Friday, May 14, 2010

More on Piazza and Act One

I recently gave my deconstruction of Judge Piazza's ruling on Initiated Act One. That was the voter-passed act which barred co-habiting persons from adopting children. The act was in response to a previous court decision which threw out a ban on homosexuals adopting children.

The Dem Zette had a recent article about it, spewing their usual absurdities. I won't link to that article, because the Dem Zette has sealed off internet content to non-payers. Suits me. Truth starved masses can continue to come to me and others like me for information that is better than what you are paying them for. That does not mean that I won't deconstruct their article, and some more judicial-speak as well.

When the ban on homosexual adoptions was thrown out, the leftist judge in that case decided that the ban was too narrow, and thus "unconstitutional". The leftist judge in this case, Piazza, decided that the new law banning cohabiting couples was "too broad" and thus unconstitutional.

Neat how that works huh? Something does not have to violate an actual provision of the text of the constitution in order to be "unconstitutional", as that has simply become a code-word to mean "something that leftist judges don't like". It's always going to be either too broad or too narrow unless it is structured in such a way that it denies absolute truth. The reigning court philosophy is Judicial Nihlism. No wonder they just make up rulings by their personal preferences one case at a time!

I have to give Judge Chris Piazza credit for one thing, and its a big one. I would be a small man if I only assayed blame when due but never credit where credit was due. There are men walking the earth today mistakenly convinced that I hate them because of the way I describe their actions. It's rubbish. I bear no man ill-will. If they would do that which is right, I would be among those who praise their deeds.

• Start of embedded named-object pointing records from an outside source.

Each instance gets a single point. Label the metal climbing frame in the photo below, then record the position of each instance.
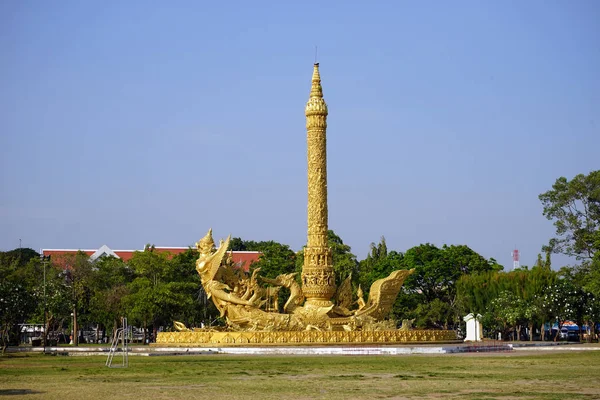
(122, 336)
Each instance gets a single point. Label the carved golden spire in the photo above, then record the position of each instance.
(316, 105)
(318, 279)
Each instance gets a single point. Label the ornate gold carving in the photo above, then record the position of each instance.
(318, 279)
(309, 315)
(208, 339)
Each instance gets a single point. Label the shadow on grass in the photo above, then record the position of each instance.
(17, 392)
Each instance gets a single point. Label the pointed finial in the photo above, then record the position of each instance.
(316, 89)
(316, 104)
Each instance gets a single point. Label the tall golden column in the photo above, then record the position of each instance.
(318, 279)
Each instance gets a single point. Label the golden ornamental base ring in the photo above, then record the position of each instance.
(295, 338)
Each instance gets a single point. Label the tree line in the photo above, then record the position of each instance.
(153, 288)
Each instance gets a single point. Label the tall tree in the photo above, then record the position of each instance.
(575, 208)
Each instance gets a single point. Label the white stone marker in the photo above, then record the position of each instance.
(474, 328)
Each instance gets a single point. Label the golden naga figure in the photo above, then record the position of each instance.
(250, 302)
(244, 299)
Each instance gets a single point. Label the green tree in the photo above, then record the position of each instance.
(157, 295)
(575, 208)
(78, 274)
(110, 279)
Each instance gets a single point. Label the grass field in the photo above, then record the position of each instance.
(554, 375)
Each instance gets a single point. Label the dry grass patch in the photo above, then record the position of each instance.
(571, 375)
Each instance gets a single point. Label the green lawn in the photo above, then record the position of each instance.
(554, 375)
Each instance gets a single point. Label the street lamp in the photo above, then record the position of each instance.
(45, 260)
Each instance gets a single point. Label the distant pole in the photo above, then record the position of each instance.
(44, 261)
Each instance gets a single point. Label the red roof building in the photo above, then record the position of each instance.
(242, 259)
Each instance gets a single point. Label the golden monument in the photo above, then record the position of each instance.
(317, 311)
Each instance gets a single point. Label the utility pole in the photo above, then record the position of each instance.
(44, 262)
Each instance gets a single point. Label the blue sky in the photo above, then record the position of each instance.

Judge Piazza ruled that the ban could stay in effect until the State Supreme court rules on the issue. He could have stopped the ban from taking effect. Children caught in the crossfire could get yanked around depending which way the Supreme Court rules. Keeping the ban in place while the appeal was in the works was the sensible move that showed concern for the children caught in the middle of this and possibly respect for the will of the voters.

The state does not want to touch this hot potato. They are suspending all pending adoptions to cohabiting persons until this is resolved. Hey, the state workers always wanted to protect the children, that's why they originally had the ban on homosexual adoptions until a judge tossed it.

The ACLU's Holly Dickson had less concern for those factors than for pushing the homosexual agenda. She protested keeping the ban in effect until this is sorted out by saying, "There is clearly a shortage of good homes in this state." Yes there is, but assuming that the homes of cohabiting individuals, say practicing homosexuals, are good homes is begging the precise question voters thought they were answering when they passed the ban into law.

There were a couple of quotes from the Dem-Gaz article I thought were pretty rich. I'll pan them on the jump......


Blogger Mark Moore (Moderator) said...

Article quotes a complaint that the act "forces adults to choose between becoming a parent and having any meaningful type of intimate relationship outside of marriage."

Well duh. Life does force us to make choices. Those choices define us. To choose one thing is to choose to turn your back on another. In this case I might add that it is nature itself which denies homosexuals the opportunity to become a parent, at least of their own offspring.

9:45 PM, May 14, 2010  
Blogger Mark Moore (Moderator) said...

Quoting from a previous case "the court found that police power cannot be used to enforce majority morality on people whose conduct does not harm others".

That rule only applies when the judges want it to apply. It apparently does not apply to seat belt laws, drug laws, and a host of other nanny state nonsense. It is only when a law upholds traditional morality that synthetic standards like this are dusted off and trotted out. It's never used to restrain the rest of the growth of the police state.

9:49 PM, May 14, 2010  
Blogger Mark Moore (Moderator) said...

The Jegley decision threw out the state's sodomy law. In it, the leftist judge invented a different "standard."

"The government has not reason to get involved in "private non-commercial acts of sexual intimacy between adults"

So adultery is not actionable anymore, even in a civil suit? What about if someone has HIV and they still go around infecting people? And if "commercial" acts can draw government intervention then where does one draw the line? Is a woman with a sugar daddy subject to regulation or not?

Again, the "standard" is not very standard. It's just invented for the one case and then pretty much ignored until it is again needed to advance the homosexual agenda. That's because the real goal is to expel judeo-Christian morality.